And yet through it all, she has, like Lady Bracknell, endured quite well. She is an adept media performer. She still has a seat at the Cabinet table, albeit as a super junior minister, she has performed well in her brief and, were an election to be called in the morning, she would probably be a certainty to retain her seat in Dun Laoghaire.

She is Minister for Higher Education at an interesting juncture in Irish life. Our continued recovery and competitiveness depends on proper funding being directed toward third level institutions, but there is debate - even within the Government, it would seem - about who, exactly, will pay for all that.
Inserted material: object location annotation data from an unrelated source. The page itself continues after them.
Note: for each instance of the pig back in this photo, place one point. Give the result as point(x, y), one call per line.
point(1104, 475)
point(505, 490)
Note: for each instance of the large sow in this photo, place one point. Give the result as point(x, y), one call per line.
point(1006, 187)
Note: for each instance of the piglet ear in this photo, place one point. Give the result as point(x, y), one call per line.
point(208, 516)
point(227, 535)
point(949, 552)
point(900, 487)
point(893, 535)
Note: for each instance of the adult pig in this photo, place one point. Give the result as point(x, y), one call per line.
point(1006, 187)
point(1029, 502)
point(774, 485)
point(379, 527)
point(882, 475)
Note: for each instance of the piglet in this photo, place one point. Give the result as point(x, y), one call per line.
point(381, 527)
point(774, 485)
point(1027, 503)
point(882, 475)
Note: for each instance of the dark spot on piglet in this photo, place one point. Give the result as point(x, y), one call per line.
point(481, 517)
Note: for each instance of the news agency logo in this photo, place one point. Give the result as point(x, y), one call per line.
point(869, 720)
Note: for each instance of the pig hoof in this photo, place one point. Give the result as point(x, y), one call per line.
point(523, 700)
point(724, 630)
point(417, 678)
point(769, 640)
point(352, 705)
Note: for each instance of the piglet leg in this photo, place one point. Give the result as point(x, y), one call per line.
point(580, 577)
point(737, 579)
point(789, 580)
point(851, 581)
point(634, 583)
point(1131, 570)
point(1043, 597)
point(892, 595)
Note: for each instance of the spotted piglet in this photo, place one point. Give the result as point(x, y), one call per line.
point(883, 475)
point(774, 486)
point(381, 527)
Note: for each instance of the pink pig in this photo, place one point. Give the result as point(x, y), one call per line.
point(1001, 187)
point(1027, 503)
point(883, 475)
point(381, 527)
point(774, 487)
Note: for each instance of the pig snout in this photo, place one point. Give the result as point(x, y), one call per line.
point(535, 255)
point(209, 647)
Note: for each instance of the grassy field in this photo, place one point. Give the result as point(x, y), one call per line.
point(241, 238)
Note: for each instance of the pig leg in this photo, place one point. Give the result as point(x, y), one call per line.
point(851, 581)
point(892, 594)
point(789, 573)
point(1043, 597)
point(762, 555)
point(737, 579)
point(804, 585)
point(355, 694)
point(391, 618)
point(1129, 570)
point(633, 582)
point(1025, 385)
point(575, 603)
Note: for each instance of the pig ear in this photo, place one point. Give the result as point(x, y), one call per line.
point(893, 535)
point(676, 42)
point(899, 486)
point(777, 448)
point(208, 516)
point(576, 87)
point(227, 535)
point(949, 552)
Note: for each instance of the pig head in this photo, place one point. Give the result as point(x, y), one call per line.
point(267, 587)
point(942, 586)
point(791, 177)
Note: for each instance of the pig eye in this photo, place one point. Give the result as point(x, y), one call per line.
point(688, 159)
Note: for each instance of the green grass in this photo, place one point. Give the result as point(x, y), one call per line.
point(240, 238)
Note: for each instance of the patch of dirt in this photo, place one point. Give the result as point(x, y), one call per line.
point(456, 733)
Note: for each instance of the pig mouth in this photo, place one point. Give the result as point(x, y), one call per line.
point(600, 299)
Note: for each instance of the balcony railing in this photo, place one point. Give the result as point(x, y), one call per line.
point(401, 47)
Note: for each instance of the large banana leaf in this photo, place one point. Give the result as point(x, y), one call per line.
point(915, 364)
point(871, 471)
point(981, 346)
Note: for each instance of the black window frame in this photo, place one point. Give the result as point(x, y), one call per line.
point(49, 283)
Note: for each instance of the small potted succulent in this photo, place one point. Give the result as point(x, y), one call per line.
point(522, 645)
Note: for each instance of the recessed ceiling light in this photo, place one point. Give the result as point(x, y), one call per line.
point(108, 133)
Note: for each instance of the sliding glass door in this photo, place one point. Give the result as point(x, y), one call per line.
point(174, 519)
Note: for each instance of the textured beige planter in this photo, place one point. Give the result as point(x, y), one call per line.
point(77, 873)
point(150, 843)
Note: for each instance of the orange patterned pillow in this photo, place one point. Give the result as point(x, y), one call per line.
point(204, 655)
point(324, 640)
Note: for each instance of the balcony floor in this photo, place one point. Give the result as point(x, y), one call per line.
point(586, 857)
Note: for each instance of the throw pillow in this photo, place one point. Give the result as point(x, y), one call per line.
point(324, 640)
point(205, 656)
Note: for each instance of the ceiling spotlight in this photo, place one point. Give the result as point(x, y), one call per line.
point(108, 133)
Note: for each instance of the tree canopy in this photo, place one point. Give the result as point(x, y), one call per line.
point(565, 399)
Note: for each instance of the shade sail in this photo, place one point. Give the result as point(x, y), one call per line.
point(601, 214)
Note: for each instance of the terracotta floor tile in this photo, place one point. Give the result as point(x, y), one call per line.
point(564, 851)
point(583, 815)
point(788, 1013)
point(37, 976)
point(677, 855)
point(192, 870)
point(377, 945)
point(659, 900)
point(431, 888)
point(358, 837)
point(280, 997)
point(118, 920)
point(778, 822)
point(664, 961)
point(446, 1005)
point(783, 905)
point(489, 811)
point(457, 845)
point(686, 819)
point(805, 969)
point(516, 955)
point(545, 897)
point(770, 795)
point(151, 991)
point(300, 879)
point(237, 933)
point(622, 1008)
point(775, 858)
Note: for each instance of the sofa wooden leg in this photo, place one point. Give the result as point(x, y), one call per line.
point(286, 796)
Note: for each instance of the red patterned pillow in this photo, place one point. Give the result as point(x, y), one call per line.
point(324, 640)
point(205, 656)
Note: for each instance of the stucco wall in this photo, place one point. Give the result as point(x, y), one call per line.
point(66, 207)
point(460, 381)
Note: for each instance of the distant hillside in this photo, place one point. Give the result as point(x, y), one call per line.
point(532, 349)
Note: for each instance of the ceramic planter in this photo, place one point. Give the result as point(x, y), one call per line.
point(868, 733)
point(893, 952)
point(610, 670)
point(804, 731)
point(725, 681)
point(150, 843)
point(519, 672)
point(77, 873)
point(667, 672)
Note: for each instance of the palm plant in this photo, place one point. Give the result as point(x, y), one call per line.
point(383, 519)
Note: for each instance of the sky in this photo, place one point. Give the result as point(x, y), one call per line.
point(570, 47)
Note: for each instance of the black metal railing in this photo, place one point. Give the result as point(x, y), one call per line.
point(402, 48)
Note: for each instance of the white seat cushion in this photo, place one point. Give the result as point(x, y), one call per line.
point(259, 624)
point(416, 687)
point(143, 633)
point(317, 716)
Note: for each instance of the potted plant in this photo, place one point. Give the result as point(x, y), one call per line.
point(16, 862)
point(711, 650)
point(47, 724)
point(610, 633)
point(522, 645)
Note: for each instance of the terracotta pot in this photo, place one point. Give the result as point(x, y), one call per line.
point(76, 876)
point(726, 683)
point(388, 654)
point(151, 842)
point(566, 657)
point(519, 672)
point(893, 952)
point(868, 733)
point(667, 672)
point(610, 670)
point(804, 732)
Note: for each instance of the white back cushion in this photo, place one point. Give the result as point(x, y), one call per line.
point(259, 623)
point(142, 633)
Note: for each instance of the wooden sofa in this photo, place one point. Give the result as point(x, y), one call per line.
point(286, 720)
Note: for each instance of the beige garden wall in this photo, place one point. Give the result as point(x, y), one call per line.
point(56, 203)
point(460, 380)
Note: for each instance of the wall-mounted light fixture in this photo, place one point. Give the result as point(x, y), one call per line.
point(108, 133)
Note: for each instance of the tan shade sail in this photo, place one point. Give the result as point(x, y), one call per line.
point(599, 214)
Colleges are also frontiers of social change: gender inequality, inclusion of minorities, sexual consent and the increasing prevalence of drug misuse on campuses are just some of the issues that Mitchell O'Connor deals with on a day to day basis.

I begin by asking her about college fees. Education Minister Joe McHugh has already made a pledge not to increase university registration fees beyond €3,000 per year if Fine Gael is returned to government after the next general election. But does that not mean that the entire population - including those who do not go to college - is, in effect, subsidising the educations of those who do?

"Where I stand is that we all have a duty to ensure that there is a very basic opportunity for our students to get undergraduate degrees if they so wish," she responds. "It's not just that we are only subsidising university educations, we also subsidise apprenticeships and, indeed, all higher education. It would be terrible if our students accumulated American-style debt. So many of our graduates had to leave during the recession, we owe it to this generation of students in Ireland to give them a good basic degree."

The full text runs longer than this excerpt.